Percival hadn't yet made up his mind about Flow Kana, but he liked that the company is focused on the supply chain. Unlike Bitcoin, which started in 2009, "people have been doing this for thousands of years," he said, surveying the vaporizer bags. "Everyone is getting in the pole position for legislation to change." Perhaps, he prophesied, President Obama would take care of it before he left office. "Ended the war. Gay marriage. Legalize pot. Boom."

Just behind Percival was a concession stand, where guests could take advantage of that unlimited juice, provided by a local company called Happy Moose Juice. Ryan Armistead, one of the owners, was standing behind the bar and offered me samples of cold-pressed beverages with names like Chard Knock Life. Armistead says he likes playing with "American classics," so he's going to take the "awesome fruit waste" and start making his own jams. "So we're gonna do an elevated peanut butter and jelly." Flow Kana and Happy Moose Juice plan on collaborating on cannabis-infused offerings in the future, like juices or maybe fruit roll-ups.

Steinmetz thinks brands are the way to go because the retail model in legalized marijuana is upside down. When it comes to flowers, "All we have are these strain names that are arbitrarily assigned from one dispensary to the next," he said. Brands, in turn, will help cannabis users come out of the closet. Steinmetz has friends who "work at Facebook, they work at Google, they work at cool companies, yet in their work environment they have to keep it hush-hush that they engage in cannabis."

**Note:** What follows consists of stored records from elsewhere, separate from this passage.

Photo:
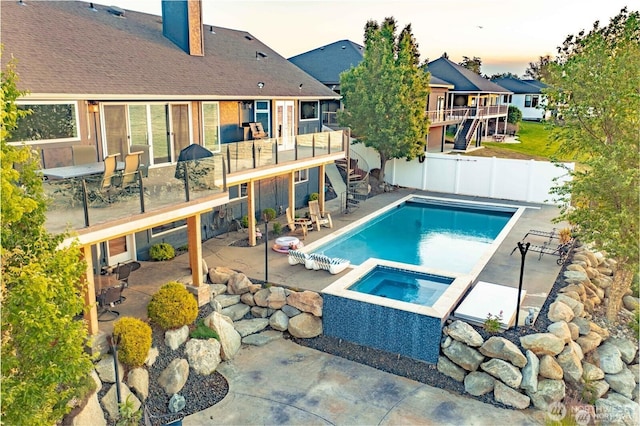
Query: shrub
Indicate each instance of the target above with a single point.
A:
(269, 212)
(172, 306)
(135, 340)
(492, 323)
(203, 332)
(277, 228)
(162, 251)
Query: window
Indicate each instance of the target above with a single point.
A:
(168, 227)
(211, 126)
(309, 110)
(531, 101)
(238, 191)
(262, 115)
(301, 176)
(48, 122)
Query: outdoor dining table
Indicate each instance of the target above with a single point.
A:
(80, 170)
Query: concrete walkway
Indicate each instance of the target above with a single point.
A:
(284, 383)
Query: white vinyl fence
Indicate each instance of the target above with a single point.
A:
(519, 180)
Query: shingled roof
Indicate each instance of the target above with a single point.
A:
(327, 62)
(520, 87)
(463, 79)
(65, 49)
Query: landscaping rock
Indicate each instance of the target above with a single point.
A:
(607, 356)
(251, 326)
(464, 333)
(138, 381)
(542, 343)
(617, 409)
(550, 368)
(448, 368)
(624, 383)
(236, 312)
(175, 338)
(561, 330)
(260, 339)
(559, 311)
(306, 301)
(238, 284)
(229, 338)
(530, 373)
(305, 326)
(499, 347)
(504, 371)
(510, 397)
(203, 355)
(478, 383)
(591, 373)
(549, 391)
(279, 321)
(627, 348)
(463, 355)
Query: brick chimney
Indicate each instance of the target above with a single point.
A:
(182, 24)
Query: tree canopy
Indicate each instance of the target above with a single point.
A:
(43, 357)
(594, 97)
(385, 96)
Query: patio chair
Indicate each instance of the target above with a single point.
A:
(317, 217)
(83, 154)
(297, 226)
(107, 299)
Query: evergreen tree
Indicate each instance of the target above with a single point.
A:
(385, 96)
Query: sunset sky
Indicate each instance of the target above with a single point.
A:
(505, 34)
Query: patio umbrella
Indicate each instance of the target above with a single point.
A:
(191, 153)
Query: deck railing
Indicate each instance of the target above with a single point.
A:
(79, 202)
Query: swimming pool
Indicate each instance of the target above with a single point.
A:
(425, 232)
(450, 246)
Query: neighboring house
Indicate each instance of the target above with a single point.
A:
(326, 63)
(122, 81)
(527, 96)
(481, 102)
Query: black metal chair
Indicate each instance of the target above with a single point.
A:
(107, 299)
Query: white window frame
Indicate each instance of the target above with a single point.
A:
(77, 137)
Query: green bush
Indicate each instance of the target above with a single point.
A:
(203, 332)
(134, 340)
(269, 212)
(162, 251)
(277, 228)
(172, 306)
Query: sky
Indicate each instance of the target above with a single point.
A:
(505, 34)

Before the movie started, I struck up a conversation with Nick Philip, one of Steinmetz's collaborators, who described the vision for the Enlightenment series as "street art gallery meets TED meets The Big Chill. Stoned." I have no idea what the '80s movie has to do with enlightenment, or if Philip was referring, perhaps, to another large chill, but the Kanatella was doing its thing and connections were starting to emerge, like, all around me.

Philip founded the Imaginary Foundation, which he described as a "fashion brand think tank." He was wearing one of the foundation's T-shirts — a Venn diagram with "Science" on the left, "Art" on the right, and "Wonder" in the middle where the circles overlapped. Philip is British and has "seen a few things come and go, if you know what I mean." He predicted there would be a "serious paradigm shift in 2016" when it comes to cannabis. He scanned the room while he said this, as though the paradigm shift could be coming at us from any direction.

To understand the paradigm being shifted, Philip recommended the work of theorist and author Steven Johnson, who has a theory about how switching from alcohol to coffee ushered in the Age of Enlightenment.

Most of the time, Steinmetz sounds like your typical Silicon Valley self-appointed prophet, just with a charming Venezuelan accent and a slightly looser grasp on how much people care about where their weed is grown. But a few spoonfuls in, Philip's vision of the next great alcohol swap sounded pretty sweet. During the movie, everyone in my row was too transfixed by the images of faraway lands and time-lapse sequences of factory workers to check their smartphones. Since I couldn't pick up my phone without being that dude, I paid attention to the movie, too.